Nevertheless, Fields’ focus on implicit racial bias is used to motivate important policy recommendations that he makes in Chapters 7 and 8. He argues that we do not have the time to wait for implicit bias training to reshape White Americans’ minds (if this is even ever possible) and, as a result, we have to focus on immediate solutions to protect Black people. His central thesis here is that reform “should focus less on improving the quality of interactions between police and the communities they serve and more on decreasing the quantity of such interactions” (p. 7, emphases added). I appreciated the urgency with which these recommendations were made—it ensured that the book would not only engage in theoretical debates but also focus on the real lives that are impacted by the actions taken by White people motivated by racial fear, the police, and the government.

Fields proposes several policy and legal recommendations that would make for great conversations in both undergraduate and graduate courses. Further, as this book focuses more on historical and legal analyses, rather than quantitative analyses, it would be accessible to students of all levels.
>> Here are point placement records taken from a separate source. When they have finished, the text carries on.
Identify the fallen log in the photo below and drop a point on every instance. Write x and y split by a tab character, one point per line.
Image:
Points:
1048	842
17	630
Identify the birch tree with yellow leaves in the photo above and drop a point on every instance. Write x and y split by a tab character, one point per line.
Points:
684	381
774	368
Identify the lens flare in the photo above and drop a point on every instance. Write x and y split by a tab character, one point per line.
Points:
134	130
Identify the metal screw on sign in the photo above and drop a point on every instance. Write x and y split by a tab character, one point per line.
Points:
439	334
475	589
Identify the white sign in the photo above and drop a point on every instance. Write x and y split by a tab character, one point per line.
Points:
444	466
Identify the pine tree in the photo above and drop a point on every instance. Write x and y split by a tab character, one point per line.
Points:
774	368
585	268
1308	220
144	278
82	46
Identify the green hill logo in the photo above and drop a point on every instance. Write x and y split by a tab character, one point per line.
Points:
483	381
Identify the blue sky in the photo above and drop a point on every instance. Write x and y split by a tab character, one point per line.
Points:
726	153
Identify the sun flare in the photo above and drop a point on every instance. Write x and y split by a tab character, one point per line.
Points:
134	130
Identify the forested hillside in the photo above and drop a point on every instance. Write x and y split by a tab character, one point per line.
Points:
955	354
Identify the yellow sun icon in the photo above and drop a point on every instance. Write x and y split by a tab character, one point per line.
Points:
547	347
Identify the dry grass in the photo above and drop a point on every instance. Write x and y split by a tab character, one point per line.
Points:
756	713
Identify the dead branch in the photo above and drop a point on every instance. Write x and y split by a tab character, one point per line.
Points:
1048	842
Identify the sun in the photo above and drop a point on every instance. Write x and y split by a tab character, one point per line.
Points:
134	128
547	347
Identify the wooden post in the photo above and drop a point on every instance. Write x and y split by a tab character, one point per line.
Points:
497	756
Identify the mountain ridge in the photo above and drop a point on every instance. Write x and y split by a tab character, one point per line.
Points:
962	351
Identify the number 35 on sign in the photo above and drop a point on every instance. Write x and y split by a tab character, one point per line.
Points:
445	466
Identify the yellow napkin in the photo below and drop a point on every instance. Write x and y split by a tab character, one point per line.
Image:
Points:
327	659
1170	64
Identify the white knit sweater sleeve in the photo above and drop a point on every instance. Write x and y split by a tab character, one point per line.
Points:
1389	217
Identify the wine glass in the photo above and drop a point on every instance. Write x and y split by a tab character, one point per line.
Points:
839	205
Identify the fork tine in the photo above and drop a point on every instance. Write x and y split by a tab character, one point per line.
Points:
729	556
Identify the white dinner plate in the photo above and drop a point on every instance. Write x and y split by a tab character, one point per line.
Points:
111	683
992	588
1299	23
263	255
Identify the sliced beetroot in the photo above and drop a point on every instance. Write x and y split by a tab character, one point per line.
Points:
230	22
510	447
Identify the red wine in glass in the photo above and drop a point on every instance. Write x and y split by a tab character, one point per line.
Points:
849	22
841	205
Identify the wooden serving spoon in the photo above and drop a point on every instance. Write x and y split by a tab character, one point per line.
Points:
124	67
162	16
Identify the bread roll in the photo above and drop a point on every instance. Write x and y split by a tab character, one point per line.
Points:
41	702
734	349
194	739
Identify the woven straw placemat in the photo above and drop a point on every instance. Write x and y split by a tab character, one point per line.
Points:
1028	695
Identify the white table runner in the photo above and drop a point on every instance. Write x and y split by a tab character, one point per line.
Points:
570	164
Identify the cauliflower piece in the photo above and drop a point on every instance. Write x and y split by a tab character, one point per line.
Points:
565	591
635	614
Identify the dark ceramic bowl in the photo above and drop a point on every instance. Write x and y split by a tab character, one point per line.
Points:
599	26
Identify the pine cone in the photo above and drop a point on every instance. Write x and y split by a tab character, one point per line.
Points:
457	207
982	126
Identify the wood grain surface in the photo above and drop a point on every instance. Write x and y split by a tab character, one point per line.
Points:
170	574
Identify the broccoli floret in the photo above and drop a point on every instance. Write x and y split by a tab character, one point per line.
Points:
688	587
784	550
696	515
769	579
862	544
Fields discusses solutions like deterring 911 abuse in the first place, as well as punishing it once it occurs, in addition to ending qualified immunity for police officers, a return to the English common law model of self-defense that includes a “duty to retreat,” a redefinition of what we consider “reasonable” when using deadly force, and independent investigations of police incidents. Throughout his discussion, he is attentive to normative goals of such legislation as well as the practicality of getting such work done.

Some of the reforms he proposes align with calls from activists who want to “defund the police.” Fields addresses these similarities and proposes a reframing of such motivations—away from defunding and toward curbing what he dubs “maximum policing.” Right now, we have policies that encourage the maximum level of reporting suspected crimes, the maximum level of militarized response to any 911 calls, and a “shoot first, think later” culture that encourages maximum engagement between the police and public. This culture of maximum policing, Fields argues, is what needs to be eliminated in America.

On the whole, Neighborhood Watch provides an accessible and normatively important critique of not only the criminal justice system and the ways in which the government constructs and maintains segregation and marginalization in American society but also the ways in which everyday White Americans participate in such maintenance. This is a novel contribution that adds depth to the burgeoning policing literature in political science, as well as to our understandings of legal theory, the policymaking process, and studies of race and racism across disciplines like law, political science, sociology, and history.